Enlarged prostate? Treating benign prostatic hypertrophy BPH goes soft
Stents, micro-bullets and water vapour: ‘low impact’ procedures to treat benign prostatic hypertrophy (BPH)
From temporary stents to prostate embolisation, from the energy of water vapour to micro-bullets to be applied to the gland: these are some of the latest surgical techniques created to minimally invasively combat “prostate enlargement”, a condition which in technical terms is called benign prostatic hyperplasia (BPH) and which can have repercussions on the complicated mechanism of urination.
BPH, benign prostatic hypertrophy, is very common, with about half of all men between 50 and 60 years of age affected
The incidence increases progressively with age (up to 90% of men over 80 years old).
The increased size of the gland creates an obstruction, leading to urinary symptoms such as a weak stream or a feeling of a full bladder even immediately after urinating.
Hypertrophy can also lead to the need to urinate several times, often going to the toilet or getting up at night because of urgency or difficulty in holding your urine.
It may also be difficult to start urinating, require prolonged efforts to urinate, or be incontinent.
The occurrence of these problems is one of the reasons to see a urologist.
If BPH is not monitored and treated by a specialist, it can lead to various complications: in addition to the risk of bladder dysfunction, it can lead to urinary infections, fever and stone formation, and even possible kidney damage.
Prostate hypertrophy: treatments
There are many options for the treatment of BPH (phytotherapeutic, pharmacological and surgical treatments), and these should be proposed to patients according to the severity of their complaints.

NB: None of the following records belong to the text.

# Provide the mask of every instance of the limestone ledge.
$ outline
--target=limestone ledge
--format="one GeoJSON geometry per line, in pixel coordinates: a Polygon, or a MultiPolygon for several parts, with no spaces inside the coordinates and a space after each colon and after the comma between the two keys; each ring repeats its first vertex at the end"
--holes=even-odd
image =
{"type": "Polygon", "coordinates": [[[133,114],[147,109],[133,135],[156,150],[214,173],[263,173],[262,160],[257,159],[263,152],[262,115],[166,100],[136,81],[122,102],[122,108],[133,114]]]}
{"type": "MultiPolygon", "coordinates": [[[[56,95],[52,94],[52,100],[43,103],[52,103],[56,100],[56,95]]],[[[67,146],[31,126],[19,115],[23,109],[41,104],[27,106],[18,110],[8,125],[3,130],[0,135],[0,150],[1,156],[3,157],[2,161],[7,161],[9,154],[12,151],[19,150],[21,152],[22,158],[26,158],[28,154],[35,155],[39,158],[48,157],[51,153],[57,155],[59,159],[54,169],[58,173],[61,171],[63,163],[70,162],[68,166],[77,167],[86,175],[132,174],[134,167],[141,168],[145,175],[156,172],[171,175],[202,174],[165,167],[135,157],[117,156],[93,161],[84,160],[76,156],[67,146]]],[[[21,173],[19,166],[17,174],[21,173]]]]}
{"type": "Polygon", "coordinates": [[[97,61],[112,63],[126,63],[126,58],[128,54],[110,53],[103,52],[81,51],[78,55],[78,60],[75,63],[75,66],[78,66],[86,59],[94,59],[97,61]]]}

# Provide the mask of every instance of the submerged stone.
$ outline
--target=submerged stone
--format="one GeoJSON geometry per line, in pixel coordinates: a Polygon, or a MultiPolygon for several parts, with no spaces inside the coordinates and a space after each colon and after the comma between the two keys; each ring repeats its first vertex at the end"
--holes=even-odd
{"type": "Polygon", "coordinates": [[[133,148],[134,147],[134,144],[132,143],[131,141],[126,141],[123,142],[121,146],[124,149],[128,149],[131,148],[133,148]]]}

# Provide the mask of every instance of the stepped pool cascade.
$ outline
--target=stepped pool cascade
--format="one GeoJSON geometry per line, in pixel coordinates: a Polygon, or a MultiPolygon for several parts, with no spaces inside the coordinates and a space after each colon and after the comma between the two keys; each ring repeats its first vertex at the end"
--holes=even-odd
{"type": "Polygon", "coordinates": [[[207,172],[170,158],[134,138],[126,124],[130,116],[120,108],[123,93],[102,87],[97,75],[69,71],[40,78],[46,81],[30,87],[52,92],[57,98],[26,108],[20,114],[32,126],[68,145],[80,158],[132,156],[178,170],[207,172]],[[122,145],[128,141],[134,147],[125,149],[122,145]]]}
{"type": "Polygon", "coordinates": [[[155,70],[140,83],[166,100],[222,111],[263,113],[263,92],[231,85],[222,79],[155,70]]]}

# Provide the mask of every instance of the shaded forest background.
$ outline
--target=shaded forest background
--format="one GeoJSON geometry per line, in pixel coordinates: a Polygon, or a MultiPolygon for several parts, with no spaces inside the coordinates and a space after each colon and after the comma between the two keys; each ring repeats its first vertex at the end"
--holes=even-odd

Some have side effects and it is therefore essential that the urologist, where possible, proposes solutions in line with the situation and the patients’ expectations.
Endoscopic resection of the prostate (TURP – transurethral prostate resection), nowadays also performed with different types of lasers (holmium, green, tullium, etc.), has been the surgical treatment of choice in recent decades.
It is generally performed under spinal or general anaesthesia, requires 3-4 days of hospitalisation and the placement of a bladder catheter for a few days post-operatively.
However, the technique can have side effects, the main one being retroaculation (lack of sperm discharge after orgasm).
Cases of urinary incontinence and erectile deficit have also been reported.
To overcome the limitations of this procedure, many minimally invasive procedures have been designed and validated over the years, bringing many advantages.
First of all, they can be performed on an outpatient basis or with a short hospital stay (return home the same day or the next day).
In addition, the recovery time after the procedure is generally faster.
Retroaculation is less likely or even avoided with minimally invasive treatments, which can offer symptom relief and sometimes resolve symptoms.
In other cases, these techniques can act as a ‘bridge’ to postpone more invasive treatments until later years.
One of the new generation techniques is the prostate urethral lift (PUL).
The procedure uses a cystoscope to release small implants, similar to pins, into the prostate.
These implants pinch the prostate tissue and compress the enlarged prostate so that the urethral obstruction is reduced and urine flow is improved.
No cuts are made and no heat sources are used to destroy or remove the prostate tissue.
The procedure is very quick (less than an hour) and you can usually go home the same day.
It can be performed under local or general anaesthesia.
Another recently introduced technique is thermal water vapour therapy.
This treatment uses steam to destroy prostate cells that compress the urethra.
In a device, sterile water is heated to just above boiling point and a precise dose of steam is then ‘injected’ into the prostate with a small needle.
The release of this thermal energy causes rapid cell death, thus leading to prostate shrinkage.
The treatment is carried out under local anaesthesia, which may be accompanied by sedation.
A temporary stent is used instead of the temporary implantation of a nitinol device.
This device is introduced endoscopically and remains in place for five days, the average time required to enlarge the prostate urethra.